You also risk damaging your natural hair. That’s the hair you want to keep, so you don’t want to fry it. To keep breakage at bay, lay off the heat. This brings me to tip number 3…
  Find a transitioning hair style
The goal is to blend two completely different hair textures into one. This could be bantu knot outs, twist outs, braid outs, roller sets, flexi rod sets, twist and curls, curl formers, etc... It’s also a great way to limit the amount of heat you use on your hair. Try to master at least two protective styles so you don’t get bored and frustrated with your hair.

Protect those edges!
In experimenting with these different styles, you want to make sure you aren't causing a lot of tension on the temple area and the nape of your neck. The hair in these places are the thinnest and most delicate, and are prone to breakage. You also don’t want to cause early stages of traction alopecia from pulling your hair too tight.

Be gentle!
You want to be as gentle as possible with your hair! The point where your natural hair and your relaxed hair meets (line of demarcation) is the WEAKEST part of the hair. You don’t want to cause unnecessary breakage by pulling and tugging on your hair.

Also, as the hair grows longer, those relaxed ends will become thinner and weaker. You don’t want to cause those to break prematurely either from being to rough. 
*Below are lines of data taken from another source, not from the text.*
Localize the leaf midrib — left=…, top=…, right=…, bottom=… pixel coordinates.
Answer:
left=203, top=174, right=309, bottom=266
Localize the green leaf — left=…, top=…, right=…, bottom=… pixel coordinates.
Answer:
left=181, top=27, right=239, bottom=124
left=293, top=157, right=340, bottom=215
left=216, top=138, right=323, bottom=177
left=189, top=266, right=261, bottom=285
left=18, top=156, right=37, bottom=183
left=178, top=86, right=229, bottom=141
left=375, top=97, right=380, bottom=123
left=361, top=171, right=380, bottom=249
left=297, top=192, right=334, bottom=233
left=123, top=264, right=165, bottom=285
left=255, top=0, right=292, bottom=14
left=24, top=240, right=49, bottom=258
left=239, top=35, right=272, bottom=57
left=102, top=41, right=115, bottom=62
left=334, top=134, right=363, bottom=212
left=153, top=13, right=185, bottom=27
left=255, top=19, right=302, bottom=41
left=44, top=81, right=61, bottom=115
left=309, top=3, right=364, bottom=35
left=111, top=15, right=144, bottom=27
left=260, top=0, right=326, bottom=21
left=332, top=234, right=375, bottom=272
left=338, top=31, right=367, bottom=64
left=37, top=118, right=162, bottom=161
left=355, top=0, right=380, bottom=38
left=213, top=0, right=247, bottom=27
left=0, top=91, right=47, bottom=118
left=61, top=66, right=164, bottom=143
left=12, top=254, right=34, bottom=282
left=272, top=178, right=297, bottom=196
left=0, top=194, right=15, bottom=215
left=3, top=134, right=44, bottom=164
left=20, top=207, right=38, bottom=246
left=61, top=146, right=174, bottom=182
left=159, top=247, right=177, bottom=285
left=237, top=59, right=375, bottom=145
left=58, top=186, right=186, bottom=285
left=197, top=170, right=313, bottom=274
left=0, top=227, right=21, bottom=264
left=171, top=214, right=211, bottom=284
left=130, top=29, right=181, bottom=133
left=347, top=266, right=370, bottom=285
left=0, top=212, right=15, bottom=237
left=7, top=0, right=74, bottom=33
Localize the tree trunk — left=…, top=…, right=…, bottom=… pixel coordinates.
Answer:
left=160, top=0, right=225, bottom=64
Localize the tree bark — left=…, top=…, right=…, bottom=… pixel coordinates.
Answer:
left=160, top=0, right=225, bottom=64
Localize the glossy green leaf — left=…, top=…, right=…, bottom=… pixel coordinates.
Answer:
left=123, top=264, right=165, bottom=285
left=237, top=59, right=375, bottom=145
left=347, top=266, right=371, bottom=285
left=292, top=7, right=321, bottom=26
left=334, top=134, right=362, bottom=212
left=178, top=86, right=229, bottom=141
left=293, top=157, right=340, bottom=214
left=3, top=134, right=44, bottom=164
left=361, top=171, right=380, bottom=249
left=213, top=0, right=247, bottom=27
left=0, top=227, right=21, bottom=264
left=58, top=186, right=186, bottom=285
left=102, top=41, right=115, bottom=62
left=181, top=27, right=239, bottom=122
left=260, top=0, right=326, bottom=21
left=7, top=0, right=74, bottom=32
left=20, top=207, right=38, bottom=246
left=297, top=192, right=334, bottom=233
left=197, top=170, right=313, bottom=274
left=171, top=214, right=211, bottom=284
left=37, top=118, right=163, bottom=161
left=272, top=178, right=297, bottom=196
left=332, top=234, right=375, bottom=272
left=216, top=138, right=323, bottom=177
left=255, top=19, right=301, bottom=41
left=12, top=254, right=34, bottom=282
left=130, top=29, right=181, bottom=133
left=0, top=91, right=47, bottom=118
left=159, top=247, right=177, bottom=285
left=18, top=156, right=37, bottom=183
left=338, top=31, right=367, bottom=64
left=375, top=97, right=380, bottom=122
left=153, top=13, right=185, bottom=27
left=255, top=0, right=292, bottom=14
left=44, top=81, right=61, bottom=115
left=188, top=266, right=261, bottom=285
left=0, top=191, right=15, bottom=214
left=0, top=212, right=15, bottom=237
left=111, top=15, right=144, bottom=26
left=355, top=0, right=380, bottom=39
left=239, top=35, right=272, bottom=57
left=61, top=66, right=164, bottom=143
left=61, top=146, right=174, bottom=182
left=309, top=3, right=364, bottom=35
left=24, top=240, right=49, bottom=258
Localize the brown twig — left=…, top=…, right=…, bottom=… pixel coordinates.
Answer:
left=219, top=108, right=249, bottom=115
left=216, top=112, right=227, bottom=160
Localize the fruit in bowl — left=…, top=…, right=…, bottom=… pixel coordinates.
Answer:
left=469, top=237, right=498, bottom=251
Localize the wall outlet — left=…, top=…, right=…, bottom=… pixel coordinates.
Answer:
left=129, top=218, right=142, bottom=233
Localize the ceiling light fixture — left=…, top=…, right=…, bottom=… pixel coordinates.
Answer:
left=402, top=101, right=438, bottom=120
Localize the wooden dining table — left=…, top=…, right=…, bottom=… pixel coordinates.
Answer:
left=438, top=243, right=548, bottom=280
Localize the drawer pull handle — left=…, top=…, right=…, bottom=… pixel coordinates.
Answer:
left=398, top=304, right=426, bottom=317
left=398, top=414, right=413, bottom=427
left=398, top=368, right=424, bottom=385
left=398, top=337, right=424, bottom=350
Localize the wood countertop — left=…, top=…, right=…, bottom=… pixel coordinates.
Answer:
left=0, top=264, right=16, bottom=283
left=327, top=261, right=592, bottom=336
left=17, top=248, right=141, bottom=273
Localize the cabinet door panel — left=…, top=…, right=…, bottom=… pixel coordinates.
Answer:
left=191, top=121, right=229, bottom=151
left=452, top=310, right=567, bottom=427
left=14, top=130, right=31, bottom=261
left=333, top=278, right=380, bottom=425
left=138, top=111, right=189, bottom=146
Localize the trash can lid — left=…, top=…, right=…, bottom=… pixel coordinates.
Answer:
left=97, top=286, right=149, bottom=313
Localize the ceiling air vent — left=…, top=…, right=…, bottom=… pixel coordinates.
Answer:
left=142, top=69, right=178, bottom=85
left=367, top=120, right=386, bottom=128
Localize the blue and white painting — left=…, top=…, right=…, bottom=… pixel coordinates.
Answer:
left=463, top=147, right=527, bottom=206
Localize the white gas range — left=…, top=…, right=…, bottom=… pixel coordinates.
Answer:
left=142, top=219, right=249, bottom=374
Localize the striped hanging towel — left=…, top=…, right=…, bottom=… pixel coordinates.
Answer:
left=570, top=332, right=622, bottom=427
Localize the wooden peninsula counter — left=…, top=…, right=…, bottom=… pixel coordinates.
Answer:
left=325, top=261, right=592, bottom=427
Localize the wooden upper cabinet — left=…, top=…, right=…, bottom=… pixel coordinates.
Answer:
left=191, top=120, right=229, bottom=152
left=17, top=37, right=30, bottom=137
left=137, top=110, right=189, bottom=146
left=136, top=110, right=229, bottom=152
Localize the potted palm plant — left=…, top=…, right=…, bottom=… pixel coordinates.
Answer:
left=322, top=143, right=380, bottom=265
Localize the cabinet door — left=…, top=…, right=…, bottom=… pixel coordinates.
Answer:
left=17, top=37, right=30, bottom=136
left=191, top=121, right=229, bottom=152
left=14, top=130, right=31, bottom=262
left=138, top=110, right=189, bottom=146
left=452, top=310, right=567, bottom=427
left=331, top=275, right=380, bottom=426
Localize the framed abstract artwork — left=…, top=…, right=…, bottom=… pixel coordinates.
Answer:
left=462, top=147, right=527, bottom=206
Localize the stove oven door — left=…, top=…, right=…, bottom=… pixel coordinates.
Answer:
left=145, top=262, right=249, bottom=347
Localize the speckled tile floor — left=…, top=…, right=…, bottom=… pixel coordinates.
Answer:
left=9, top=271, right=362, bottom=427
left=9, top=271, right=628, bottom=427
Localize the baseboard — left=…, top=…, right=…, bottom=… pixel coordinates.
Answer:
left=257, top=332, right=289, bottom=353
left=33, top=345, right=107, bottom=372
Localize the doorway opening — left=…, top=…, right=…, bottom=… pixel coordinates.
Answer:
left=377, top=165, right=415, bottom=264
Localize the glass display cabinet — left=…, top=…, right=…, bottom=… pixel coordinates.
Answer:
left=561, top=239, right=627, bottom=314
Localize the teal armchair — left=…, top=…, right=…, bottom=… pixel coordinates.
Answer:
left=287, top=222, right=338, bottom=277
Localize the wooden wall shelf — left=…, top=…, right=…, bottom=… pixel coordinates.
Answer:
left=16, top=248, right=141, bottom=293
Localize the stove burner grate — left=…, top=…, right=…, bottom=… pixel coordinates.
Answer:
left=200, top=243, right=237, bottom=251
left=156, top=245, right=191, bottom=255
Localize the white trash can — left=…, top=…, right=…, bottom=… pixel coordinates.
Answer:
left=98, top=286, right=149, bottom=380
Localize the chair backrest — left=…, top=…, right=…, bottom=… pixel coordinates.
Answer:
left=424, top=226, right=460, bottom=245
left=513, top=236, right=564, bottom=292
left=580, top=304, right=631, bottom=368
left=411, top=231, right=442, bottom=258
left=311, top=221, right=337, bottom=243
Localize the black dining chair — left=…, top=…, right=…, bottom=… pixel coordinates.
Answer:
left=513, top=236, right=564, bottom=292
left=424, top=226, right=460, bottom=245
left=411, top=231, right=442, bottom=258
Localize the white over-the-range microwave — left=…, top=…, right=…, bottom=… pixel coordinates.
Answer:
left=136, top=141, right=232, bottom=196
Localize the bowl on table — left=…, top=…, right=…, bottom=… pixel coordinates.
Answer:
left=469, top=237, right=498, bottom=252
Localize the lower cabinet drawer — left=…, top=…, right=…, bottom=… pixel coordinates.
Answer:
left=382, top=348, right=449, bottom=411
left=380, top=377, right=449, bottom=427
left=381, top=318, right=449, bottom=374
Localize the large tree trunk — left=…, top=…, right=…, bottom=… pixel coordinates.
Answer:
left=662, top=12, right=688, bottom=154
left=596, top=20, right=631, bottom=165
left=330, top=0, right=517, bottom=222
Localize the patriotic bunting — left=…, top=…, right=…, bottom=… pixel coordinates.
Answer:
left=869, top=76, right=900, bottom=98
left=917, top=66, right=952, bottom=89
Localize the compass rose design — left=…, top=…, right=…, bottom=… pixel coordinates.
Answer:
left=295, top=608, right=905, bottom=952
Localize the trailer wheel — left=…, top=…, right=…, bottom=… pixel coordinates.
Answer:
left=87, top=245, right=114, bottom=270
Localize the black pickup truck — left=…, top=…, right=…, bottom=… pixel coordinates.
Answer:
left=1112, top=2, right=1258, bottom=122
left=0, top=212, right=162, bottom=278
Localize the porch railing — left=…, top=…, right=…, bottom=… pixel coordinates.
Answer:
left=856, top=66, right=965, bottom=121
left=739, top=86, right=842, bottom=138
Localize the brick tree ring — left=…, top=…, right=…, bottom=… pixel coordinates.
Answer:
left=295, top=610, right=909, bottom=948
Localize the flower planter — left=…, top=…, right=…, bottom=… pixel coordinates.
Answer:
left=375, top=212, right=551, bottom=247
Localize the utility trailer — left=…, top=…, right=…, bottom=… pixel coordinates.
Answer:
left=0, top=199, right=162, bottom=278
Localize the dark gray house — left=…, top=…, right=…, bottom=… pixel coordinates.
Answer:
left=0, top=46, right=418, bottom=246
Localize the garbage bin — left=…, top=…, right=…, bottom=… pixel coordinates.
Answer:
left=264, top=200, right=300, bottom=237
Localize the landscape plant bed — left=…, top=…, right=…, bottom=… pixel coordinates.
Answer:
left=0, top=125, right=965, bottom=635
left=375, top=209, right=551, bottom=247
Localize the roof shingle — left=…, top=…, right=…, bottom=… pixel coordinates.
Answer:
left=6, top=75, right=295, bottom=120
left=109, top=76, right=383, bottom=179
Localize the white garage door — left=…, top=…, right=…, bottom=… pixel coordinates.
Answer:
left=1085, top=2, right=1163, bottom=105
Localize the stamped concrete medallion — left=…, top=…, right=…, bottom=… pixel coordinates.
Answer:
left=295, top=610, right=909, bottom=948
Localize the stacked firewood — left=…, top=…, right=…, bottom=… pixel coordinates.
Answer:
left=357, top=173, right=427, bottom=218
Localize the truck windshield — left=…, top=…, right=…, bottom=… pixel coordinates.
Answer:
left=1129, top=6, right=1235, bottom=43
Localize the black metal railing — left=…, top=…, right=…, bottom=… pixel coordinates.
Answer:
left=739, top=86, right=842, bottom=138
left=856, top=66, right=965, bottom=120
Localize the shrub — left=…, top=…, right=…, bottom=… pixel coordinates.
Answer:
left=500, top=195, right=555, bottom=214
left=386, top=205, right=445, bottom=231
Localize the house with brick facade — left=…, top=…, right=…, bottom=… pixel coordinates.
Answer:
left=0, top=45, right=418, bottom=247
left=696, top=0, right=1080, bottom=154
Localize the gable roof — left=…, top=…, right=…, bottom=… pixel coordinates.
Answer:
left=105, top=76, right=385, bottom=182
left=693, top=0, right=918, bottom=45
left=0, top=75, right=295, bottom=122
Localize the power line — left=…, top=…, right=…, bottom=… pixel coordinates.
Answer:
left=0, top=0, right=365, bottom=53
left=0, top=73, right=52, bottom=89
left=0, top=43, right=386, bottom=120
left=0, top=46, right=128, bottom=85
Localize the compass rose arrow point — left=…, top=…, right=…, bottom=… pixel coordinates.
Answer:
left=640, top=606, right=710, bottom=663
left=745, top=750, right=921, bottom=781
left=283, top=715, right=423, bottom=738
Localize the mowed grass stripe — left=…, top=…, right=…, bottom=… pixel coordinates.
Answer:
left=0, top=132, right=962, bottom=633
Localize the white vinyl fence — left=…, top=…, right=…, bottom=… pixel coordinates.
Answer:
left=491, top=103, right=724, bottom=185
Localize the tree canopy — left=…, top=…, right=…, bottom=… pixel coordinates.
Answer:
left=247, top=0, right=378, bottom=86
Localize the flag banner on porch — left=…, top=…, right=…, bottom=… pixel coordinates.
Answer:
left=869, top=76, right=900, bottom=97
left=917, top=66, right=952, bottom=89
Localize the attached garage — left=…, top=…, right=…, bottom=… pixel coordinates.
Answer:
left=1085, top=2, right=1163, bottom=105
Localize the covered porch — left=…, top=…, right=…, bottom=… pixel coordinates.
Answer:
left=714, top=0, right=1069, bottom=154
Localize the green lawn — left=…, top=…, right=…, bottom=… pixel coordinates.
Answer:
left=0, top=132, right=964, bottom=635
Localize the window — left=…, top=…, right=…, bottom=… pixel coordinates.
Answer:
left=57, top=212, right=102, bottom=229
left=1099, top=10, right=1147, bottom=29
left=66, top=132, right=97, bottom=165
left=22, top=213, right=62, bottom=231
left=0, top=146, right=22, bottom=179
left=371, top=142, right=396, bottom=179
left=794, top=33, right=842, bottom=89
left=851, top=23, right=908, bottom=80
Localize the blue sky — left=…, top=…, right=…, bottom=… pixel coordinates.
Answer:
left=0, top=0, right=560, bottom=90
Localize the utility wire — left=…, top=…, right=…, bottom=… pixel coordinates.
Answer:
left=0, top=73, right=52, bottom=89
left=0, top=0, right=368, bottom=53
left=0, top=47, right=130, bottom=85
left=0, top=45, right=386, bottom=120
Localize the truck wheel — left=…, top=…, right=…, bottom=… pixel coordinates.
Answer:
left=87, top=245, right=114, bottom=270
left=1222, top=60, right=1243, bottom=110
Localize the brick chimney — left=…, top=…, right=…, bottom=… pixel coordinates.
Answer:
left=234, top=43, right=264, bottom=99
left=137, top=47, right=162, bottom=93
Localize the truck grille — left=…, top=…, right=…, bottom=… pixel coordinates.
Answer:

Learn how to successfully detangle your hair
You want to figure out what’s the best detangling method for you without causing a lot of stress and breakage to your hair. Some say it’s best to detangle when the hair is wet (gently), while detangling on dry hair works better for others. Find out what works for you!

Experiment with different products different hair styles to see what works for you. Make sure you keep your receipts! Most beauty and hair care items are returnable. Keep your receipts so you don’t end up with a bathroom full of products that you don’t like.

Keep your hair and scalp clean
In experimenting with different hair products, you want to make sure to keep your hair and scalp clean to avoid product build up. Washing your hair every 1-2 weeks should suffice.  

Step your moisture game up….wayyyy up!!
Moisturize from ROOT to TIP! Keeping your hair moisturized and nourished is important for any hair type (relaxed and natural), but it is especially important when you’re dealing with two totally different textures. Relaxed hair tends to be weaker than  natural hair, so it is definitely important to keep your hair moisturized to prevent breakage.

Deep Condition weekly
Deep conditioning weekly further prevents the hair from breakage and keeps it well nourished. Step it up a notch by adding heat. Sit under a hooded dryer, a steamer, or throw on your Hair Therapy Wrap This opens up the hair cuticles and allows conditioner to really penetrate the hair shaft. Be sure to rinse your conditioner out with cool water to close up those cuticles and lock in that moisture.

It’s also important to maintain you hair’s protein-moisture balance. The proper moisture/protein balance is necessary for the overall quality of your hair. One without the other leads to breakage. Over moisturized hair (Yes, it’s possible) can lead to breakage, and protein deficient hair can lead to breakage as well. In the same respect, too much protein or moisture can lead to breakage. Check out this article for more info on balancing protein and moisture levels. 

Still confused?? Check out the video below where Audrey Sivasothy, author of The Science of Black Hair, uses pasta to help us understand the protein/moisture balance a little better. 

From Girlfriends to CURLfriends
   Just like any major life change, you’re going to need the support and advice from people who know what you’re going through. You may have friends who know nothing about natural hair and transitioning, so they may not understand what you’re going through. There is a plethora of natural hair blogs and websites as well as Facebook groups and Google+ communities dedicated to us curly girls. Make some curlfriends to help with your transition!    
Learn to love your hair!
This is extremely important in this journey. Love the hair you have on your head, both relaxed and natural. Don’t focus too much on the hair someone else has because it will just leave you disappointed and wishing you had hair like theirs. Everyone’s hair is different. Love and embrace what God gave you.